Lives escrita por Rella
Capítulo 13
O corpo largo e pesado se contraiu e entrou em espasmos.
- Pressão baixando!
- Mais sangue! – Gritou Sarah.
Na sala branca e impecavelmente esterilizada, todos assistiam ao monitor. Os fios de vida se comprimiam, e o peito aberto abaixo das luzes intensas tentava sobreviver. O coração fraco nas mãos de Peterson morria.
Vamos, vamos! Ainda podemos conseguir!
Logo ela descobriria o quanto estava enganada.
- Batimentos cessando. Assistolia, nenhum ritmo.
- Morta. – Alguém falou. – Ela está morta.

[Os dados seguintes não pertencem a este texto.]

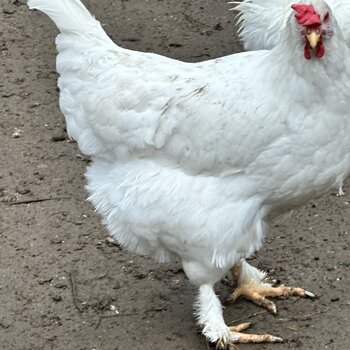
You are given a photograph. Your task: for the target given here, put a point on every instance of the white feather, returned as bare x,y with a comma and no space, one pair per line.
262,22
190,160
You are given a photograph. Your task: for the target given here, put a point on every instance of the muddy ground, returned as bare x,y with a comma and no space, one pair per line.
62,282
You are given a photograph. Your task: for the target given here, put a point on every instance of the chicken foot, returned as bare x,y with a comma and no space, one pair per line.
253,286
243,338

- Sarah, tome esse calmante. – Ofereceu Kinsey. – Relaxe, sim?
- É normal se perder um paciente. As pessoas morrem. – Honey tentou consolá-la.
Os olhos apertados de Sarah mostravam o quanto sentia chateada. Pegou o copo de Kinsey e num gole ingeriu o calmante.

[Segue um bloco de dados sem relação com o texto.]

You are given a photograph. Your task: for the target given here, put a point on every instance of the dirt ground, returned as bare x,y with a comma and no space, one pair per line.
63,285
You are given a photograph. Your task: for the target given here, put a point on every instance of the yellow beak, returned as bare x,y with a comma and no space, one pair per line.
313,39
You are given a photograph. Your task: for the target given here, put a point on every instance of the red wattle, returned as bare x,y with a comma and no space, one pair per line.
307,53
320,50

- Queria me dopar agora, queria dormir um dia inteiro. E espalmou as mãos no cabelo num ato desesperado.
- Não há nada que possamos fazer. – Falou Honey à Kinsey. – Daqui a três dias, no máximo, isso passa. Pode crer. Eu conheço a Sarah.
- Eu deveria a ter salvado. – Murmurou. – Era a minha obrigação.

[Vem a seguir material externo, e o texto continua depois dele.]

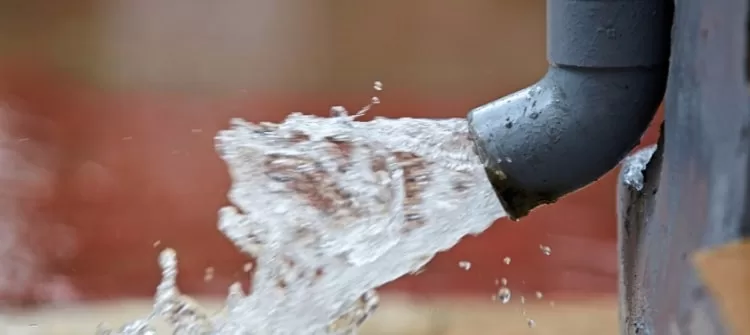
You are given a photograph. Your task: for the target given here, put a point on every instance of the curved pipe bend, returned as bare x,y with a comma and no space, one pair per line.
607,76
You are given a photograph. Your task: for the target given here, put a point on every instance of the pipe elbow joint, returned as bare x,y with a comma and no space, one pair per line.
607,76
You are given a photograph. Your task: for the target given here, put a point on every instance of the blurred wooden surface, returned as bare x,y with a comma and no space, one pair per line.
396,316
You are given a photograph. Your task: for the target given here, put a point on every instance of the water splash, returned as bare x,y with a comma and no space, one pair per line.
331,209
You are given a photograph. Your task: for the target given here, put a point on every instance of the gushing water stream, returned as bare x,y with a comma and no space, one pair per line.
331,209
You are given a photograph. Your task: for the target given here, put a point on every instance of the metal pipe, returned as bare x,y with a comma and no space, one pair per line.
607,75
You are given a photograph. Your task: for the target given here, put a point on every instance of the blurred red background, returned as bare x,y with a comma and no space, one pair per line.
125,115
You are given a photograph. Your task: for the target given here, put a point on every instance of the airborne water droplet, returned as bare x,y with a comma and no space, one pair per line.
545,249
503,294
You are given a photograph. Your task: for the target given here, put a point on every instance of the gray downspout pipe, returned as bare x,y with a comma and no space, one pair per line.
607,76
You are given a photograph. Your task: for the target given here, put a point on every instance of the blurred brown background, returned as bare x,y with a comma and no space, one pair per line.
116,104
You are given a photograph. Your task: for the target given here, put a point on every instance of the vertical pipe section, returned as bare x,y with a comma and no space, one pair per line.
607,75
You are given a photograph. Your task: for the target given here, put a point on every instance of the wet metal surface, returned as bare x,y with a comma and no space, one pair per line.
701,198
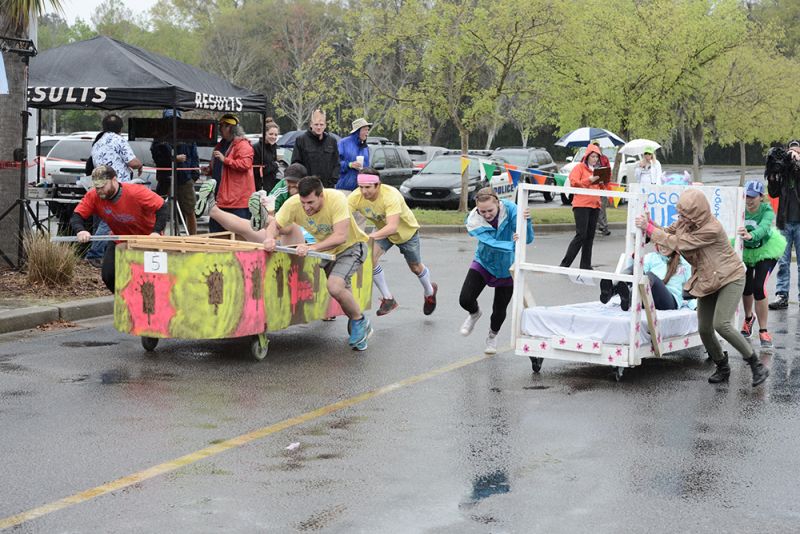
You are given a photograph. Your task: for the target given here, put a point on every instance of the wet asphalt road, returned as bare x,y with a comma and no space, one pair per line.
485,447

Honey se agachou próximo a ela, tentando olhar seu rosto cabisbaixo.
- Se ela se foi, é porquê tinha que ser assim, Sarah. Não podemos controlar a morte, não somos deuses.
- Engraçado... – Falou Kinsey. – Pensei que nós fossemos eles.
- Ah, Kinsey! Dê o fora! Deixa que eu cuido dela.
- Deus! – Exclamou Sarah. – Como direi isso à família?
- Enquanto carregar esse jaleco branco no corpo, não tem a obrigação de consolar ninguém. Deve apenas dizer. – Tossiu devido à garganta ressecada. Já estava quase uma hora conversando com Sarah. – Temos que ser assim, Sarah, frios, insensíveis. Não podemos nos apegar a paciente algum... Senão como viveremos?
Houve uma pausa. Peterson limpava as lágrimas.
- Sei que tem razão. Mas nunca deixei um paciente morrer.
- Sempre há uma primeira vez. A morte ronda a todos e só ataca no momento certo. E esse era o momento da Sra. Kartws. Não há nada em nosso alcance quando isso acontece, porque tem que ser assim.
Peterson se ergueu.
- Vou lavar meu rosto e comer algo para enfrentar a família Kartws.
Honey sorriu.
- Isso. Faça isso. Qualquer coisa eu estarei aqui.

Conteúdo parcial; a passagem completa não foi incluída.